CS302 Lecture notes
Topological Sort / Cycle Detection


Here's a little code for topological sort and cycle detection. Before going into them, whenever you are dealing with representing graphs in files, you have to decide how you are going to format them. A good way is to specify vertices with names and then to specify edges between vertices. An example is a file that specifies the prerequisite structure for courses. For example, CS140 is a prerequisite for CS302. In schedule.ts is a file that defines (more or less) the prerequisite structure of all the computer science classes:
CLASS CS140
  PREREQ CS102

CLASS CS160
  PREREQ CS102

CLASS CS302
  PREREQ CS140

CLASS CS311
  PREREQ MATH300
  PREREQ CS302
...
Note, the class names are vertices, and are defined either by a "CLASS" line, or by a "PREREQ" line (for example, there is no "CLASS" line for CS102). The "PREREQ" lines also define an edge from the specified class to the most recently defined class. For example, the first "PREREQ" line above defines an edge from CS102 to CS140, because CS102 is a prerequisite for CS140.

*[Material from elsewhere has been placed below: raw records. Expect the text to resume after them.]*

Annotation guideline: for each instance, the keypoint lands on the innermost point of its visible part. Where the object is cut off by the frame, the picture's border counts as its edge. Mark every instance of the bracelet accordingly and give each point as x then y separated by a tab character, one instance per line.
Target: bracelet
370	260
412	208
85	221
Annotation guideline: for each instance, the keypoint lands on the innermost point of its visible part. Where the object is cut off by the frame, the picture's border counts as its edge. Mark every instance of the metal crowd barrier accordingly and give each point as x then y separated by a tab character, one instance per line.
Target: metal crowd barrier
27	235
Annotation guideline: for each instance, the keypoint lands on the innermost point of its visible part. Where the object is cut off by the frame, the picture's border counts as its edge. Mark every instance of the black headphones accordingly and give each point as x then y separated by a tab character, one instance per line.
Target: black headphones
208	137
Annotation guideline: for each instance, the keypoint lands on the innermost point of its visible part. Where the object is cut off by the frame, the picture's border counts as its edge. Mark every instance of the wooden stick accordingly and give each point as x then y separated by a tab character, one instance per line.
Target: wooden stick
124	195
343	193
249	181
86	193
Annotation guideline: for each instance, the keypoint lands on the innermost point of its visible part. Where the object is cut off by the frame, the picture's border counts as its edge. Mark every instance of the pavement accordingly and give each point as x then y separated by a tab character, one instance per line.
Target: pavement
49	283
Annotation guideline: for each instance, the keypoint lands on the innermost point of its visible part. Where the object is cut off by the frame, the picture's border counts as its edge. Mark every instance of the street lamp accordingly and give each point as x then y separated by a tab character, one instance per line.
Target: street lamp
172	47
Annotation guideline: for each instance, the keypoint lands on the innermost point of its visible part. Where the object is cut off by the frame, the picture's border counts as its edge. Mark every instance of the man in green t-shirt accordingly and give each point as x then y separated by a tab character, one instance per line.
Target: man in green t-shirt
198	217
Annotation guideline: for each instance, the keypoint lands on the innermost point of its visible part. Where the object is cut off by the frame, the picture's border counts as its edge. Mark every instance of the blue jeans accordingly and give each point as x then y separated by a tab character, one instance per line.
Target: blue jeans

Thus, the above file defines a directed graph.

The first challenge when dealing with a graph is to read it in. The program GraphReader.cpp does just that. First, it defines classes for vertices and edges:

class Vertex {
protected:
    string name;
    dList<Edge *> edges;
public:
  Vertex(string n) {
    name = n;
  }
  string getName() { return name; }

  // methods for iterating through the edges. We do not make the edge
  // list available since we might want to change the implementation at
  // a later time and therefore we do not want the program to depend on
  // the edges being implemented as a dlist
  void firstEdge() { edges.first(); }
  void nextEdge() { edges.next(); }
  bool endOfEdges() { return edges.endOfList(); }
  Edge *getEdge() { return edges.get(); }

  void addEdge(Edge *e) { edges.append(e); }
};

class Edge {
public:
  Edge(Vertex *vtx1, Vertex *vtx2) {
    v1 = vtx1;
    v2 = vtx2;
  }
  Vertex *getVertex1() { return v1; }
  Vertex *getVertex2() { return v2; }

protected:
    Vertex *v1;
    Vertex *v2;
};
Note, this is an adjacency list representation. Now, a graph is simply a list of vertices. Since we are accessing vertices by name in the specification file, It is actually better to maintain a red-black tree of vertices, so that we can access any vertex by name in log(n) time. (Obviously, n is the number of vertices).
class Graph {
protected:
    rbTree<string> vertices;
public:
  // find the vertex with the given name 
  Vertex *find(string name) {
    if (vertices.find(name)) 
      return (Vertex *)vertices.getVal().v;
    else
      return 0;
  }

  // insert a vertex with the given name into the graph
  Vertex *insert(string name) {
    vertices.insert(name, new_jval_v(new Vertex(name)));
    return (Vertex *)vertices.getVal().v;
  }

  // methods for iterating through the vertices in the graph
  void firstVertex() { vertices.first(); }
  void nextVertex() { vertices.next(); }
  bool endOfVertices() { return vertices.endOfList(); }
  Vertex *getVertex() { return (Vertex *)vertices.getVal().v; }
};
In a real application we would probably not define the graph class since it simply adds an unnecessary layer of complexity. Instead we would simply define a variable called vertices that is an rbtree. Note how all the methods in the graph class essentially replicate methods in the rbtree class that holds the vertices.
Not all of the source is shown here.